We get the entire circus routine in detail, from Vazov boxing with his bear (which has become irritable and prone to violence in its old age) to Hawks throwing knives. The scientists juggle and play marching songs on harmonicas. It sort of goes on for a while. But at least it works, and the troupe moves on, everyone becoming more confident. But on the last performance complications ensue, leading us into some long-awaited action. After making a break for it to their escape vessel on the coast, our heroes realize that poor little Meng was left behind.

Hawks and Neih head back into town, which is covered with Security Police. Hawks here employs that belt buckle-gun of his, the sole Bond-esque gadget he uses, to kill a guard. He and Neih scout out the government building where Meng is kept, and given the amount of armed soldiers there, Hawks deems there’s only one option: to unleash mean old Ivan the Bear! In a climax that could come out of a men’s adventure magazine of the day, Hawks and Neih slam their truck into the place, let Ivan loose, and gun down what few soldiers the animal doesn’t behead or eviscerate. After a boat chase at sea that comes off as anticlimactic given the preceeding bear attack, our heroes make it to safety – and Ballinger ends his tale.

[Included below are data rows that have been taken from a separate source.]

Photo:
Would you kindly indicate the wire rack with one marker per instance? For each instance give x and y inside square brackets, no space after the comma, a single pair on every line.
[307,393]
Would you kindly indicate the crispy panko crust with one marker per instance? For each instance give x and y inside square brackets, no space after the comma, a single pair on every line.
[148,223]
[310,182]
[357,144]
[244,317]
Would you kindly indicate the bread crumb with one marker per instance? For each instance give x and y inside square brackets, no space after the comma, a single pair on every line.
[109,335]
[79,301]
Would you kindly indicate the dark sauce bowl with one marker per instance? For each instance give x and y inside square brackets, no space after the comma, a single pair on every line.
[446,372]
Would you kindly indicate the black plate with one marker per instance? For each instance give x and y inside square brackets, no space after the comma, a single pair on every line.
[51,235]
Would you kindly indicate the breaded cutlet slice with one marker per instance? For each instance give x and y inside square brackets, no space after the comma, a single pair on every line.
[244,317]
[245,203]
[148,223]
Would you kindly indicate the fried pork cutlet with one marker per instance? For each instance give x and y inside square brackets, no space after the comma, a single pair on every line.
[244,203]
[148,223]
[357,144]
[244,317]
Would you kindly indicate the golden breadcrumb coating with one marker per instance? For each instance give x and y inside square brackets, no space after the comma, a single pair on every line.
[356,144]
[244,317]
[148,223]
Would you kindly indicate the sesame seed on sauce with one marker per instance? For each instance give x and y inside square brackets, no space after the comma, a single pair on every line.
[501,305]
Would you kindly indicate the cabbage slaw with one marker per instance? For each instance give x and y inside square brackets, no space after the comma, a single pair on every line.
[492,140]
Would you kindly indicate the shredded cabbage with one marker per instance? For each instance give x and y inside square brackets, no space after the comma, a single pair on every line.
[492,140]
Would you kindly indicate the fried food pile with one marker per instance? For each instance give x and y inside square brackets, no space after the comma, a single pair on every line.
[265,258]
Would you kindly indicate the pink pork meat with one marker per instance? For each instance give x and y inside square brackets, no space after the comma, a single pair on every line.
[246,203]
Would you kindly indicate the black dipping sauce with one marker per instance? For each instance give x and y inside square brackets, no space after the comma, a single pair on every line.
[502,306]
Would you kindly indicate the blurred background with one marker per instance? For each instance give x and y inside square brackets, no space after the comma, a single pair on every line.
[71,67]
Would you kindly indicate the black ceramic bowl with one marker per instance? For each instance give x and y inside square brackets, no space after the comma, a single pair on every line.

The curious thing about The Chinese Mask is how dissimilar it is from typical spy fiction. As mentioned it’s more of a caper. Given that Ballinger was a hardboiled writer and published a few heist novels, I’m wondering if he just recycled an old or unused plot. It would be easy to believe that The Chinese Mask started life as a hardboiled heist yarn set in the US in which the protagonists, after pulling a job, had to disguise themselves as circus performers for their escape; all Ballinger would’ve had to do was change the locale and the nationality of a few of the characters.

But it must be said that it’s still an enjoyable book – Ballinger is a fine writer and I was really caught up in the plot. This is a good series.


Tom Johnson said...

I love the Ballinger spy novels, and hated to see them end.

halojones-fan said...

One thing's for sure, you never would have seen James Bond use a god damn BEAR to clear out bad guys :D Not even the silliest Roger Moore movies would have had that.